2020年1月22日に、東京大学駒場キャンパスにて、ジュネーヴ大学マルコ・ジャラとの共同企画で、『過去の巨匠と近代芸術 受容・反復・再解釈(19〜21世紀)』と題した国際研究会を開催いたしました。本研究会では、東京大学の三浦篤教授およびニューヨーク大学のトッド・ポーターフィールド教授の基調講演ののち、5人の若手研究者による発表が行われました。


フランス人画家エドゥアール・マネによる過去の作品の創造的な利用から、クリー族の芸術家ケント・モンクマンによるポストコロニアリズム的な壁画作品(メトロポリタン美術館による注文作)に至るまで、様々な例を分析対象としながら、会の全体を通して次の点が浮き彫りになりました。

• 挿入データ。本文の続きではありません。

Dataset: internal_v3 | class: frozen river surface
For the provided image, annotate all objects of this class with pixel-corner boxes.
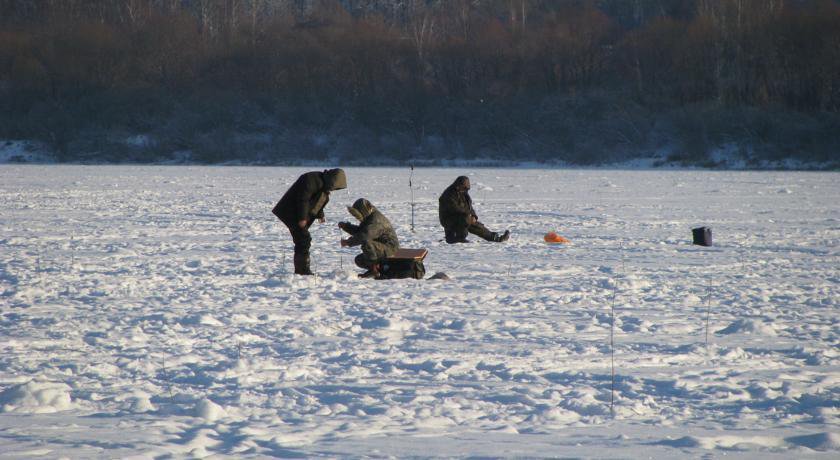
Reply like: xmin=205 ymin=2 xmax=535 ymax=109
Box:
xmin=0 ymin=165 xmax=840 ymax=459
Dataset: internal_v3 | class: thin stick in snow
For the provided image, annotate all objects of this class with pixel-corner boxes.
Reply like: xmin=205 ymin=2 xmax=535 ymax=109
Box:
xmin=408 ymin=164 xmax=414 ymax=233
xmin=706 ymin=275 xmax=712 ymax=353
xmin=161 ymin=354 xmax=175 ymax=404
xmin=610 ymin=279 xmax=618 ymax=417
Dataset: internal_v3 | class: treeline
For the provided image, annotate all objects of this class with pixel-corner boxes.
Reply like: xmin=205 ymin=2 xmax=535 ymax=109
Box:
xmin=0 ymin=0 xmax=840 ymax=167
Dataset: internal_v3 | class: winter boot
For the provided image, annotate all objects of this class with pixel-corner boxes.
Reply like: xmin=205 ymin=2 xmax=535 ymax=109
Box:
xmin=359 ymin=264 xmax=379 ymax=279
xmin=493 ymin=230 xmax=510 ymax=243
xmin=295 ymin=254 xmax=314 ymax=275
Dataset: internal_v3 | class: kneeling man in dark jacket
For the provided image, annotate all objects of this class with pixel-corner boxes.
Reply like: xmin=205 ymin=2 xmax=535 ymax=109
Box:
xmin=271 ymin=169 xmax=347 ymax=275
xmin=438 ymin=176 xmax=510 ymax=244
xmin=338 ymin=198 xmax=400 ymax=278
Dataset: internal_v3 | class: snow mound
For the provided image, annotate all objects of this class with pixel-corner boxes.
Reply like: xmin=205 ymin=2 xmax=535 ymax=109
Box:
xmin=785 ymin=433 xmax=840 ymax=450
xmin=195 ymin=398 xmax=227 ymax=422
xmin=715 ymin=319 xmax=776 ymax=335
xmin=0 ymin=380 xmax=73 ymax=414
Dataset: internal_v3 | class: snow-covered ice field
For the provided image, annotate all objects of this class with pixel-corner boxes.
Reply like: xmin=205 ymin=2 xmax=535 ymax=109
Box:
xmin=0 ymin=165 xmax=840 ymax=458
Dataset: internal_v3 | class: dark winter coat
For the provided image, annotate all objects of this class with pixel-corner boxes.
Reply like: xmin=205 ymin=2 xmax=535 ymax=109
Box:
xmin=342 ymin=198 xmax=400 ymax=257
xmin=271 ymin=169 xmax=347 ymax=227
xmin=438 ymin=176 xmax=478 ymax=228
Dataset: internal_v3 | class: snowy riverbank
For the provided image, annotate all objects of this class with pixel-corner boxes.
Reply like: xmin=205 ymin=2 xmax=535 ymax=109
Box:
xmin=0 ymin=165 xmax=840 ymax=458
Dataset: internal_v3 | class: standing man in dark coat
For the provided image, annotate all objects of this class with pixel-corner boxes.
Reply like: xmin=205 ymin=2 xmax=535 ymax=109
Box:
xmin=438 ymin=176 xmax=510 ymax=244
xmin=271 ymin=169 xmax=347 ymax=275
xmin=338 ymin=198 xmax=400 ymax=278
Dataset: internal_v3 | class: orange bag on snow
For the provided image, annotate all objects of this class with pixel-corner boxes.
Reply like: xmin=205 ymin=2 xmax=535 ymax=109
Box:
xmin=543 ymin=232 xmax=571 ymax=244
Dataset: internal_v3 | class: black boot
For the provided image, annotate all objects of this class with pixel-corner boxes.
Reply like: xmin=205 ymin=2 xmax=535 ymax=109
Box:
xmin=359 ymin=264 xmax=380 ymax=279
xmin=295 ymin=254 xmax=314 ymax=275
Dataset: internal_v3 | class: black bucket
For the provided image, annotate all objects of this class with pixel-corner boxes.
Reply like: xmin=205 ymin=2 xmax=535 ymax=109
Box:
xmin=691 ymin=227 xmax=712 ymax=246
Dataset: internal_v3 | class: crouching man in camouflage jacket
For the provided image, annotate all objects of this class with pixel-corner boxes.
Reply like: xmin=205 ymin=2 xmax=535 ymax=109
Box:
xmin=338 ymin=198 xmax=400 ymax=278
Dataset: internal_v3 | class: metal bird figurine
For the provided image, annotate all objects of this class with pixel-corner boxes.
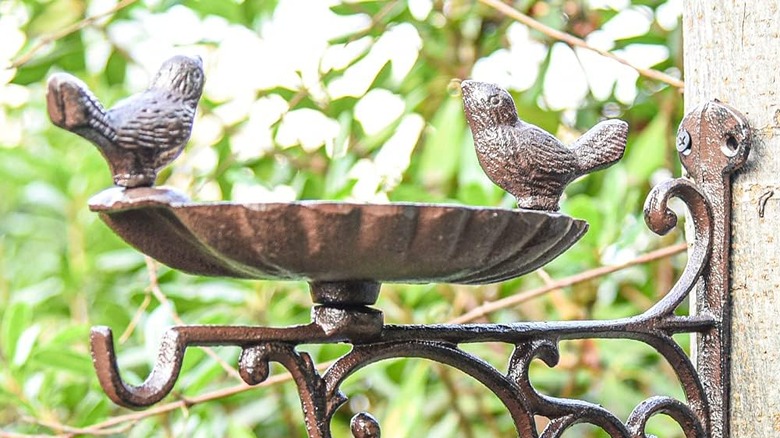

マネ(三浦)、ベルー(ジャラ)、マティス(中西)、デュビュッフェ(小寺)、ピカソ(松井)からモンクマン(ポーターフィールド)まで、この研究会であつかわれたすべての芸術家において、過去のイメージとの関係が新たな創造行為と結びついており、とりわけ原作との差異が非常に重要な意味を持っていることが確認されました。原作のコピーの仕方や再利用の仕方が第二帝政以前に比べて遥かに多様になったのですが、この背景には、複製技術や美術館制度の整備によって作品へのアクセス可能性が19世紀から20世紀初頭に大きく拡大したことが関係していたと考えられます(井口、ジャラ)。このアクセス権の拡大のなかで、とりわけ美術館制度や美術史的な著作を通し、オールド・マスターによる芸術と近代芸術という二つの制度的な区分がより確固たるものになっていったと考えられる一方、互いの対話的な機能は、それぞれの芸術家において幅広い可能性を持つようになり、作者の「所属」を明瞭にしその芸術を正当化する場合もあれば、逆に過去の芸術を脱聖化したり、またそのことによって作者性やオリジナリティーといった概念を問い直したりする道具として機能する場合もありました。


会の最後にジャラが要約したように、こうした概念の問い直しは、まさにイメージがエージェンシーとして持ちうる作用であると考えることができるでしょう。イメージはそれぞれの作品に引用されるなかで、時には作者自身の意図や目的を離れて作用しました。それはまさに、ルイ・ベルーの作品《洪水の歓喜》におけるイメージの圧倒的な存在感のなかに表れていると言えます。この作品では、ルーベンスの作品を写すフォーヴの画家が、受肉したイメージのちからに圧倒されています。ジャラは、このようなイメージのエージェンシーを語るのに、再生(リサイクル)という語の使用が効果的であることを提案しました。また松井は、正当性や特定の系譜に帰することのないダイナミックなエイジェンシーを示唆する「伝染」という比喩を用いる提案をしました。


ルイ・ベルー《洪水の歓喜》1910年。カンヴァスに油彩、254 x 197.8 cm。


本研究会の開催にあたりまして、ご登壇者のみなさま、主催をお引き受けくださいました東京大学大学院超域文化科学専攻比較文学比較文化研究室のご関係者の方々、また助成をいただきました日本学術振興会のご関係者の皆さまに、厚くお礼を申し上げます。